LING521 - Assignment 1

We're going to start with something substantive, and then work backwards through the underlying issues and the necessary infrastructure.

(The TIMIT corpus, which these examples come from, was created more than 30 years ago. Details (more than you probably want) can be found here. It has been cited more than 24,000 times, and is still widely used in speech research.}

Do the following in preparation for our meeting Wednesday 1/27/2021:

Create a folder on your laptop for this project, and download into this folder the archive SA2.tgz from Penn+Box.
Unpack the files this archive contains. On a Mac, you should be able to do this by double-clicking on it in a finder window, or in a terminal window:
```
cd <YourFolderWhateverItIs>
tar xvfz SA2.tgz
```
On Windows, double-clicking on the file icon should also work, or you can unpack it using WinZip or similar programs.

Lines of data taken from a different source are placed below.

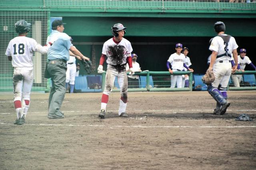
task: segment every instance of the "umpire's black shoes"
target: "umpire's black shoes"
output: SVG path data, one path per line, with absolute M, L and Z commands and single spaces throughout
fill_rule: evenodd
M 128 115 L 124 112 L 123 112 L 120 115 L 120 117 L 128 117 Z
M 227 109 L 230 105 L 230 103 L 226 102 L 224 105 L 222 105 L 220 109 L 220 115 L 223 115 L 226 113 Z
M 64 118 L 64 115 L 60 113 L 48 113 L 47 117 L 49 119 L 62 119 Z
M 102 109 L 100 111 L 100 114 L 99 115 L 99 118 L 101 119 L 105 119 L 105 115 L 106 115 L 105 110 Z

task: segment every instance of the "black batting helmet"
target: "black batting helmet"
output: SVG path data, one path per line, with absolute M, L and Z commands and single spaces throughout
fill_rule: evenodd
M 114 24 L 111 28 L 112 30 L 112 34 L 115 37 L 117 37 L 118 36 L 118 34 L 117 32 L 118 31 L 124 30 L 124 34 L 126 33 L 125 29 L 126 29 L 126 27 L 124 27 L 123 24 L 120 23 L 117 23 Z
M 214 30 L 216 32 L 220 32 L 222 31 L 225 31 L 226 27 L 223 22 L 218 21 L 214 24 Z
M 15 23 L 15 30 L 18 34 L 28 32 L 30 30 L 30 23 L 27 22 L 25 20 L 20 20 Z

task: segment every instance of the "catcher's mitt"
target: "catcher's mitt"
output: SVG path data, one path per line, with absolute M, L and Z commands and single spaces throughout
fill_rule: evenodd
M 204 84 L 207 85 L 210 84 L 214 81 L 215 78 L 213 71 L 211 69 L 209 69 L 206 71 L 206 72 L 202 77 L 202 81 Z
M 92 73 L 92 61 L 91 60 L 86 60 L 85 59 L 82 59 L 81 61 L 82 63 L 84 65 L 84 68 L 88 74 L 90 74 Z

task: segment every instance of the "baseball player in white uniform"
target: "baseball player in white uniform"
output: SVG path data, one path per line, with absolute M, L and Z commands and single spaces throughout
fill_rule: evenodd
M 126 62 L 128 63 L 130 67 L 130 74 L 134 75 L 134 73 L 131 57 L 132 48 L 130 42 L 124 38 L 126 28 L 121 24 L 114 24 L 112 27 L 113 37 L 106 42 L 103 45 L 102 54 L 100 59 L 100 65 L 98 68 L 98 73 L 102 73 L 103 71 L 103 65 L 106 57 L 108 57 L 106 60 L 108 66 L 105 89 L 101 99 L 101 111 L 98 115 L 100 119 L 105 118 L 108 96 L 110 94 L 116 76 L 120 87 L 121 94 L 118 115 L 121 117 L 128 117 L 125 113 L 127 104 L 128 86 L 125 68 Z
M 47 53 L 53 42 L 42 46 L 35 40 L 26 36 L 30 30 L 31 24 L 24 20 L 15 24 L 15 30 L 19 36 L 10 41 L 5 55 L 12 61 L 14 67 L 13 89 L 14 104 L 17 114 L 14 124 L 25 123 L 30 103 L 30 94 L 33 84 L 33 55 L 35 52 Z
M 185 64 L 186 64 L 187 67 L 189 67 L 192 64 L 190 62 L 190 58 L 187 56 L 188 54 L 188 48 L 186 47 L 184 47 L 183 49 L 183 51 L 182 53 L 185 55 Z M 188 71 L 188 69 L 185 67 L 183 67 L 183 69 L 185 71 Z M 182 84 L 181 86 L 182 87 L 188 87 L 189 85 L 189 81 L 188 79 L 188 75 L 182 75 Z
M 256 67 L 252 63 L 251 60 L 247 56 L 246 50 L 244 48 L 240 49 L 240 55 L 238 56 L 238 71 L 242 72 L 244 71 L 244 69 L 246 64 L 249 65 L 254 70 L 256 70 Z M 232 75 L 231 77 L 234 82 L 234 85 L 236 87 L 240 87 L 240 82 L 242 78 L 242 75 Z
M 71 43 L 73 39 L 71 37 L 69 37 Z M 70 55 L 69 60 L 67 61 L 67 72 L 66 73 L 66 88 L 68 89 L 68 84 L 70 86 L 70 93 L 74 93 L 75 87 L 75 77 L 76 73 L 76 57 Z
M 218 35 L 213 38 L 209 48 L 212 53 L 208 69 L 213 69 L 215 79 L 208 86 L 208 90 L 217 102 L 214 113 L 224 115 L 230 105 L 227 101 L 227 87 L 231 73 L 237 68 L 238 45 L 234 37 L 225 34 L 226 27 L 223 22 L 216 22 L 214 28 Z M 232 67 L 230 63 L 231 53 L 235 61 Z
M 181 53 L 182 44 L 180 43 L 176 44 L 175 49 L 176 52 L 172 54 L 167 60 L 166 66 L 169 72 L 172 74 L 174 72 L 183 71 L 184 67 L 190 71 L 194 71 L 193 69 L 190 68 L 186 65 L 186 57 Z M 170 67 L 170 63 L 172 65 L 172 69 Z M 176 83 L 177 88 L 182 88 L 182 75 L 171 75 L 171 88 L 174 88 Z

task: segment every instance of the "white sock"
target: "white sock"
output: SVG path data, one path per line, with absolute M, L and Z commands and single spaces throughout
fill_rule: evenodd
M 118 110 L 118 115 L 120 116 L 121 113 L 125 112 L 125 111 L 126 110 L 126 106 L 127 105 L 127 103 L 124 103 L 124 102 L 121 99 L 120 99 L 120 102 L 119 102 L 119 110 Z
M 17 117 L 18 119 L 19 118 L 21 118 L 21 108 L 19 108 L 15 109 L 16 111 L 16 114 L 17 114 Z
M 107 107 L 107 103 L 101 103 L 101 108 L 100 110 L 104 110 L 106 111 L 106 108 Z

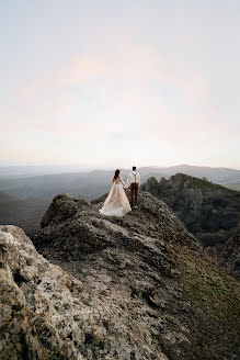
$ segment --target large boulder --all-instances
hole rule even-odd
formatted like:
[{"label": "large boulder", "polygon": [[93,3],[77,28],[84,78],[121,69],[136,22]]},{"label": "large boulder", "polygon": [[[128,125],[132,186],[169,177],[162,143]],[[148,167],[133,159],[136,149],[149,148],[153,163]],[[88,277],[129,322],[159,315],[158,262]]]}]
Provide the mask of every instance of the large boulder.
[{"label": "large boulder", "polygon": [[0,227],[0,359],[237,359],[237,281],[162,201],[119,218],[103,200],[56,196],[42,255]]}]

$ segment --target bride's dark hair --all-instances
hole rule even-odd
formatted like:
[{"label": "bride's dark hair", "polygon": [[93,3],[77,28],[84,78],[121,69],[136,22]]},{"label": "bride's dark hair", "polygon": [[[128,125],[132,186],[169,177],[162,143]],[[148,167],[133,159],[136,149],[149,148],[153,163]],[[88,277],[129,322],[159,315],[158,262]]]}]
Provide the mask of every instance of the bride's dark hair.
[{"label": "bride's dark hair", "polygon": [[118,176],[119,176],[119,170],[117,169],[116,171],[115,171],[115,175],[114,175],[114,179],[116,179],[116,178],[118,178]]}]

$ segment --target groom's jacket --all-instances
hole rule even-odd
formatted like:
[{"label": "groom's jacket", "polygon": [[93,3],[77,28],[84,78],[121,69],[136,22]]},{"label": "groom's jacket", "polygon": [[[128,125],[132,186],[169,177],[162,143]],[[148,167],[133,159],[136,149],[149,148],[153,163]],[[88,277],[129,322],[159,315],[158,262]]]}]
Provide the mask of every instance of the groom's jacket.
[{"label": "groom's jacket", "polygon": [[140,187],[140,175],[137,171],[132,171],[127,178],[127,187],[129,187],[133,182],[137,182]]}]

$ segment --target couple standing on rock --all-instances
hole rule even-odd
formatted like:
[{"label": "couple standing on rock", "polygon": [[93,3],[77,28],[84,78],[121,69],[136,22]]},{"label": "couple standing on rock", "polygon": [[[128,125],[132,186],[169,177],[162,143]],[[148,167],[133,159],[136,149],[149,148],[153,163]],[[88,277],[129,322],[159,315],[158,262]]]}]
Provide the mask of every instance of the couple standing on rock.
[{"label": "couple standing on rock", "polygon": [[[124,191],[124,189],[128,189],[128,187],[130,187],[130,204]],[[128,175],[127,184],[125,184],[121,177],[121,170],[116,170],[112,180],[112,189],[103,204],[103,207],[100,210],[100,213],[108,216],[126,215],[129,211],[132,211],[132,207],[137,206],[139,187],[140,175],[137,172],[136,166],[133,166],[133,171]]]}]

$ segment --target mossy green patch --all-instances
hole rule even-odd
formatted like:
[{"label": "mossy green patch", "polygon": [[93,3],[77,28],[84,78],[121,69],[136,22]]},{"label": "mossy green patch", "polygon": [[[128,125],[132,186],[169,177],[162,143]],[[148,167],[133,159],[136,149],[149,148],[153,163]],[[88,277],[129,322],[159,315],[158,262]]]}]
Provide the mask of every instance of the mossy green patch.
[{"label": "mossy green patch", "polygon": [[[192,329],[196,359],[231,359],[239,350],[240,286],[207,255],[179,247],[176,268],[183,286],[183,299],[192,305],[195,327]],[[203,330],[205,333],[203,333]],[[207,336],[206,336],[207,331]],[[219,335],[225,344],[219,342]],[[216,349],[210,356],[208,347]]]}]

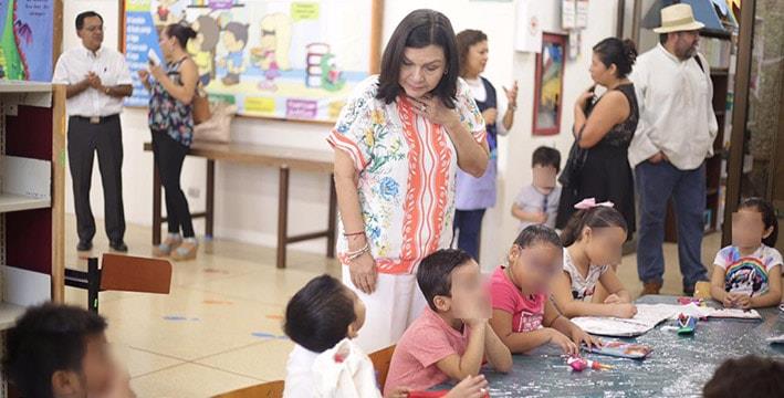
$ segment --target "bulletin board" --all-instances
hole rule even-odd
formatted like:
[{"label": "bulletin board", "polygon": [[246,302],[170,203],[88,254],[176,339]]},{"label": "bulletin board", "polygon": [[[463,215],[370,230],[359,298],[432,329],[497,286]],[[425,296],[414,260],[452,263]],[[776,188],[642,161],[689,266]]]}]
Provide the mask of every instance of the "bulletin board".
[{"label": "bulletin board", "polygon": [[164,27],[197,31],[188,53],[211,101],[238,114],[332,122],[377,64],[379,0],[119,0],[122,48],[133,72],[128,106],[146,106],[136,71],[160,59]]},{"label": "bulletin board", "polygon": [[61,0],[0,0],[0,78],[52,81],[61,12]]}]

The result should include two subdirectories wavs and textgrids, each containing 630 files with names like

wavs/FADG0_SA2.wav
wavs/FAEM0_SA2.wav
wavs/FAJW0_SA2.wav
wavs/FAKS0_SA2.wav
...

textgrids/FADG0_SA2.TextGrid
textgrids/FAEM0_SA2.TextGrid
textgrids/FAJW0_SA2.TextGrid
textgrids/FAKS0_SA2.TextGrid

Now download into the same directory one of these four Praat scriptfiles and four corresponding text files with the extension ".praatnotes":
ScriptSA2a.praat SA2a.praatnotes
ScriptSA2b.praat SA2b.praatnotes
ScriptSA2c.praat SA2c.praatnotes
ScriptSA2d.praat SA2d.praatnotes
I'll send the class a note via email with assignments of individuals to files.
Now start up Praat and read in the script file assigned to you (via Praat>>Open Praat Script ) -- it should lead you through 1/4 of the 630 instances of the SA2 sentence in TIMIT, one at a time. In parallel, open the corresponding .praatnotes files in your favorite text editor. It will contain lines like these:
```
1 FAKS0_SA2 0.739188 1.10669 0.1675
2 FDAC1_SA2 0.05 0.53025 0.28025
3 FELC0_SA2 0.16 0.6105 0.2505
4 FJEM0_SA2 0.116375 0.585062 0.268687
5 MDAB0_SA2 0.05625 0.4 0.14375
...
```
Each is a filename, with the starttime, endtime, and duration of the stretch being shown -- and you can add to each line notes about what you see and hear in the specified part of the specified file. (You don't need to fill anything out before our discussion on Wednesday.)
In class on Wednesday, we'll discuss what kind of classification/annotation/measurement we should do, in order to characterize the 630 different pronnciations of this word in versions of the SA2 sentence in the TIMIT dataset. Come prepared with some ideas.
Then to finish the assignment, decide on a classification and/or measurement system that makes sense to you, and apply it you your subset of the examples, as notations in the .praatnotes file. Submit that file via Canvas.
Think about the questions raised in this brief discussion of two other TIMIT utterances.